And then I began to realize that however professional my work might appear, even however original it might be, it still did not contain the central person which, for good or ill, was myself…. All my views and notions on life and politics, all this material and much more which must constitute the substance of whatever person I was, lay outside the scope of my own painting.

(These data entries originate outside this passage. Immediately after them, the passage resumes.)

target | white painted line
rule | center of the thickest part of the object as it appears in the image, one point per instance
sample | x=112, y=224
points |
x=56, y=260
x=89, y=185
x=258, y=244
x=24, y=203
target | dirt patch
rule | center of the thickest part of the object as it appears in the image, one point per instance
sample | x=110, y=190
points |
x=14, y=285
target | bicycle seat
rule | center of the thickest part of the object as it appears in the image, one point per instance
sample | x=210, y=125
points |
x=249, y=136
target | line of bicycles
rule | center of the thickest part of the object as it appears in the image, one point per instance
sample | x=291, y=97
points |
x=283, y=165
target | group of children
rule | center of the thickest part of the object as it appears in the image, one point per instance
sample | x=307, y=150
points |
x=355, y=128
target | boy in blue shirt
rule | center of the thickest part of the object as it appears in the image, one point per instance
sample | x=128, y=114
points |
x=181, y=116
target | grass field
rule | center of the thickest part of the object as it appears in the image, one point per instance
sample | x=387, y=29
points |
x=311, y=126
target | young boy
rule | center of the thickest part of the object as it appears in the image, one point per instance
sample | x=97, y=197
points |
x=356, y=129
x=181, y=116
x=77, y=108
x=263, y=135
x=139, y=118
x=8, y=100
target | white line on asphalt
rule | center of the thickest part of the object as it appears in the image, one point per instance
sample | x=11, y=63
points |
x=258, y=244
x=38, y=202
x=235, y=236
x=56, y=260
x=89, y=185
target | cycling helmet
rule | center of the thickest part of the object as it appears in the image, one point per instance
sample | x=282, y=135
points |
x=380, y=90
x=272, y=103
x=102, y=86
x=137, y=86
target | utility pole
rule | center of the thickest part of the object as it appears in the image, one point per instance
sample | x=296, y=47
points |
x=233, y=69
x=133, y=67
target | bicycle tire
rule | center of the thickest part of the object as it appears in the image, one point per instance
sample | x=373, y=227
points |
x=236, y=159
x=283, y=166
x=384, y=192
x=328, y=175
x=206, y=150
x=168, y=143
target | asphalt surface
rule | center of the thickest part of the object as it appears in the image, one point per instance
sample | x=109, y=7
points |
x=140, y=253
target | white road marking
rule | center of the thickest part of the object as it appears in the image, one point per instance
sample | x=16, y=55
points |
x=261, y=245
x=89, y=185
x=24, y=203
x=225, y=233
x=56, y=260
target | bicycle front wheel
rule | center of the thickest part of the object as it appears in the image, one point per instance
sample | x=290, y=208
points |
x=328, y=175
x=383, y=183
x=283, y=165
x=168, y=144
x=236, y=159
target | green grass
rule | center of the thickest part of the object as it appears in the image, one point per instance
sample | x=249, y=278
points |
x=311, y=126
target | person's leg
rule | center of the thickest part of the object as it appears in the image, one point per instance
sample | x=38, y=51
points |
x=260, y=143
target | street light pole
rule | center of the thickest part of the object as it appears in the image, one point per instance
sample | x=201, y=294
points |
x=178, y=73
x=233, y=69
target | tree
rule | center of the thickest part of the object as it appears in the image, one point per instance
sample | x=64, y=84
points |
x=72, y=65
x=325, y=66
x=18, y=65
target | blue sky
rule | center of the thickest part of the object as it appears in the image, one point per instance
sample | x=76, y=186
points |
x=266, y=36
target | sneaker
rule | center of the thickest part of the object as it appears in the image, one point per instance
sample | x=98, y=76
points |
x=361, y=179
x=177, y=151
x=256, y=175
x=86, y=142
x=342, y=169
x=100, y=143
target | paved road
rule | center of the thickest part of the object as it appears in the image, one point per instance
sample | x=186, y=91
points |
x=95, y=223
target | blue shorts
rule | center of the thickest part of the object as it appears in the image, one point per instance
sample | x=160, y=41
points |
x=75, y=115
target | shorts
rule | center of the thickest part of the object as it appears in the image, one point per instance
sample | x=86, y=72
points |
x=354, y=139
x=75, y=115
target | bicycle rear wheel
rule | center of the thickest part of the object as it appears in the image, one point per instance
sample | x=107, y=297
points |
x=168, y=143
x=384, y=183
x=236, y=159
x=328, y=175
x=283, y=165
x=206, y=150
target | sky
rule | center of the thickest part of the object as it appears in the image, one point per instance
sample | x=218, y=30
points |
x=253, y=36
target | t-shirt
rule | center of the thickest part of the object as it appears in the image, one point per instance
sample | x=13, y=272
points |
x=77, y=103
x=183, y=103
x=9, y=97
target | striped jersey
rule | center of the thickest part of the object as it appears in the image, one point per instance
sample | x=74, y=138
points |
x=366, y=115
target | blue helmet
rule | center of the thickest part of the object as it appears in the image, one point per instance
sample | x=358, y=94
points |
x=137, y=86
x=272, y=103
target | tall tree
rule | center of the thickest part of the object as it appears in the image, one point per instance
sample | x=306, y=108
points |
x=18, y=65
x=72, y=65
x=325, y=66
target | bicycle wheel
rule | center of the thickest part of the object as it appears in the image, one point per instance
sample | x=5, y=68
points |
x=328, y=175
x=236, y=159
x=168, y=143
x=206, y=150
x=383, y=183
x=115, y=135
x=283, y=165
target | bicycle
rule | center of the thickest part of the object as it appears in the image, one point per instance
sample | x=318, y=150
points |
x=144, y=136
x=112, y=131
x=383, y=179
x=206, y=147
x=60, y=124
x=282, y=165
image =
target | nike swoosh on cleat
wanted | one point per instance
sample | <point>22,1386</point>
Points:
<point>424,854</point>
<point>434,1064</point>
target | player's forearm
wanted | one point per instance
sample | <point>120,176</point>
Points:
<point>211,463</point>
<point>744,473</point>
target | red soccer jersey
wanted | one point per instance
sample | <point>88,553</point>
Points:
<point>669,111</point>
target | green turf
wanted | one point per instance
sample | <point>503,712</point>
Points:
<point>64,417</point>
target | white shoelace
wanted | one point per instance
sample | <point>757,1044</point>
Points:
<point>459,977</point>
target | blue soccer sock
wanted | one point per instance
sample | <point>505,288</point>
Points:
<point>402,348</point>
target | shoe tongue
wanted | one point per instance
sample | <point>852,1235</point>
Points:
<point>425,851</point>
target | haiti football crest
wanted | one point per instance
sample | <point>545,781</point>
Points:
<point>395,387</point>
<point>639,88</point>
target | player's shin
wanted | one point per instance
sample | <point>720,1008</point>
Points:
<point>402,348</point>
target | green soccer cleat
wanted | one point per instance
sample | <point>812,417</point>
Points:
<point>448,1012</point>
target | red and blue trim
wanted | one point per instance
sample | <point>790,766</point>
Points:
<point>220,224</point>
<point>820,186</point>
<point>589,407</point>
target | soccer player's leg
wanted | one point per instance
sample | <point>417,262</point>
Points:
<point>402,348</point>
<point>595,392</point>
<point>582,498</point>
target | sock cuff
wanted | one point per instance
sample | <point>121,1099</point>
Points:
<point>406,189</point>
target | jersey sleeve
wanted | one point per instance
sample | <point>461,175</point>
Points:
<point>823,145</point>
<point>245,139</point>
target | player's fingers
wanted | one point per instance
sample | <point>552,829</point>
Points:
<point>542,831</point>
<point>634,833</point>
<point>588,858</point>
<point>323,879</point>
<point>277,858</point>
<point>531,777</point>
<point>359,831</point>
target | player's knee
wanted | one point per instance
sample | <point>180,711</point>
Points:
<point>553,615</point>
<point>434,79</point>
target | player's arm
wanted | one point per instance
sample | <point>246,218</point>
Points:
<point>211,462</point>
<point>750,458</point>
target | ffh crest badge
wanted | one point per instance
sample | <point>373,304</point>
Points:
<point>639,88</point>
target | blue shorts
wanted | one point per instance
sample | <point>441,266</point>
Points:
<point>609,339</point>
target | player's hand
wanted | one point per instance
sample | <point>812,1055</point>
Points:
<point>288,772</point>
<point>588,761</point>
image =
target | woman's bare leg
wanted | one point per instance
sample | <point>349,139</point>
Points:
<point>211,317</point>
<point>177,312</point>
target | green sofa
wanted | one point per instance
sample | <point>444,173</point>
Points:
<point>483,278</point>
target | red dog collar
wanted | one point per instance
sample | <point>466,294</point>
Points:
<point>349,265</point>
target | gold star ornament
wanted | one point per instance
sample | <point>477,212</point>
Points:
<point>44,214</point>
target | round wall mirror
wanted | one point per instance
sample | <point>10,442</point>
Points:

What was missing was not only Shahn himself but the era to which he belonged. There was little in his life that might square with the light-filled vistas of Cézanne and Matisse. He was born in 1898 to Jewish parents in the Russian Empire’s Pale of Settlement, in what is now Lithuania; his family was poor and under threat from antisemitic violence. In 1902 his father, a socialist and a wood-carver, was exiled to Siberia for alleged anti-tsarist activity. After escaping, he made his way to Williamsburg, Brooklyn, where the rest of the family joined him in 1906, among the waves of European immigrants to the US at the turn of the century.

When Shahn was fifteen, his parents pulled him from school and apprenticed him to a lithographer on the Lower East Side to help support the family. By 1919 he was taking night classes at the National Academy of Design, and he traveled to Europe twice in the 1920s, returning just before the stock market crash in 1929; he later felt that Europe had “detoured” him from finding his own direction. Shahn had developed an obsession with injustice during his childhood, and the devastation of the Depression renewed it. In 1930 he embarked on a new series: watercolor portraits of the central figures in the Dreyfus Affair. Shahn based them on news photographs and gave them short, hand-drawn captions, but they resemble charming illustrations more than complex artworks.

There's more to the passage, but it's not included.